The global spread of coronavirus/COVID-19 has sent researchers and scientists into overdrive to find both treatments and cures.

In the meantime, doctors and other practitioners are, to a large extent, improvising. They are employing best-care practices for the very sick in hospital and providing best-guess advice for those with mild symptoms who are self-isolating, and for those who have no symptoms and would like to keep it that way.

It’s important to remember that there are no proven treatments for coronavirus. The picture changes daily. But right now, the main treatment for severe cases is not a drug at all but supportive care and oxygen therapy, administered via ventilators in order to help people breathe.

Some doctors are giving standard antibiotics to prevent or treat secondary infections. A few are trying experimental drugs, like the novel antiviral Remdesivir, not yet approved for widespread use.

Others are using “off label” treatments—drugs or drug combinations not originally intended for the treatment of coronavirus, such as chloroquine with or without hydroxychloroquine (both are anti-malaria drugs) or the antibiotic Zithromax. Just this week, the U.S. Food & Drug Administration authorized the use of anti-malaria drugs to treat coronavirus, stating that the benefit outweighs the risks, despite emerging reports of problems with both the drugs, especially worryingly high heart rates and stories of hydroxychloroquine poisonings in the U.S. and Africa following an ill-advised tweet by President Trump.

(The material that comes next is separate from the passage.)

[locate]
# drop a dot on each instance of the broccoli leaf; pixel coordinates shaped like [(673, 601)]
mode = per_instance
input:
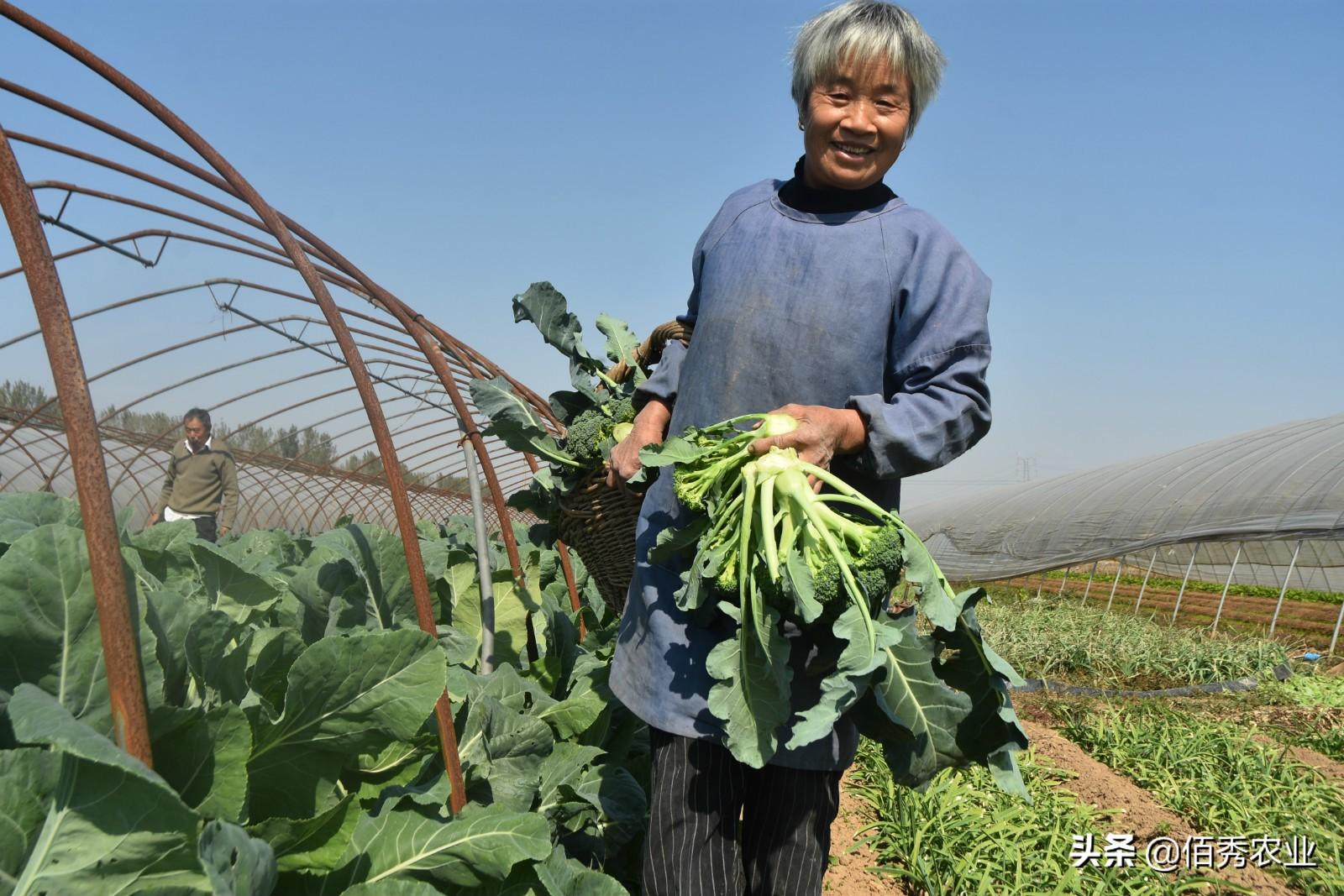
[(515, 422), (675, 450), (913, 696), (848, 681), (622, 344), (752, 694), (549, 312)]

Results from short-term trials for other drugs are starting to come in, but so far none are very encouraging.

Back to basics

Given these problems, some practitioners are taking a back-to-basics approach. They’re looking at remedies we already know about that have a low toxicity and some efficacy in other strains of influenza, to see if they might work with coronavirus.

Just last week FDA gave the go ahead—on a case-by-case basis—for using the antibodies in plasma donated by coronavirus survivors to treat patients who are critically ill with the virus. This relatively simple treatment was most recently used to treat patients during outbreaks of Ebola and avian flu. But it also saved countless lives during the flu pandemic of 1918, when there were no vaccines or antiviral drugs.

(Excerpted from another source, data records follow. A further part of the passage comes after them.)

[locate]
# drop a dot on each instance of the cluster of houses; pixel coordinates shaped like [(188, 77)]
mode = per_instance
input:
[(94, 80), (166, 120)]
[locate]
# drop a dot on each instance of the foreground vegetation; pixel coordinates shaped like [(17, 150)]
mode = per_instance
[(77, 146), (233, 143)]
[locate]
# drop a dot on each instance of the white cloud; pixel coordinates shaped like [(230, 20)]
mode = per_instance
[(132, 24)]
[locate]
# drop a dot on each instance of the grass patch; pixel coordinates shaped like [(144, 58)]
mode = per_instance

In some hard-hit New York hospitals, doctors have begun to administer large intravenous doses of vitamin C, 3-4 times per day, alongside other treatments. Those who get the vitamin C do “significantly better” than those who don’t.

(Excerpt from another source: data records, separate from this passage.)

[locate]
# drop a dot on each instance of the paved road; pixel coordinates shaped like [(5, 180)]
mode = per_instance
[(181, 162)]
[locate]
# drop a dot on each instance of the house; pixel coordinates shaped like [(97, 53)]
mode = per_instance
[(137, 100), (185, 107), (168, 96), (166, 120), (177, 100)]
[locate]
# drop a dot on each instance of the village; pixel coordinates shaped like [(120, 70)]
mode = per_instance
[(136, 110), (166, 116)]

There is both historical and current data to show this is a reasonable choice. Vitamin C is short-lived in the body and prolonged infection depletes it faster. Studies show that supplementing is effective against some strains of coronavirus in humans and animals.

Based on their experience, Chinese officials are now recommending vitamin C for prevention and treatment of COVID-19. A new clinical trial is underway China, premised on the fact that the antioxidant activity of vitamin C may help prevent cytokine-induced lung damage. Cytokines are small proteins released by cells, which trigger inflammation in response to infections. Severe lung inflammation with COVID-19 can lead to respiratory distress and even death.

Internal hygiene

In addressing coronavirus, professional complementary and alternative medicine (CAM) practitioners are doing exactly what conventional doctors are doing—basing their advice on what is already known to be effective with similar viruses.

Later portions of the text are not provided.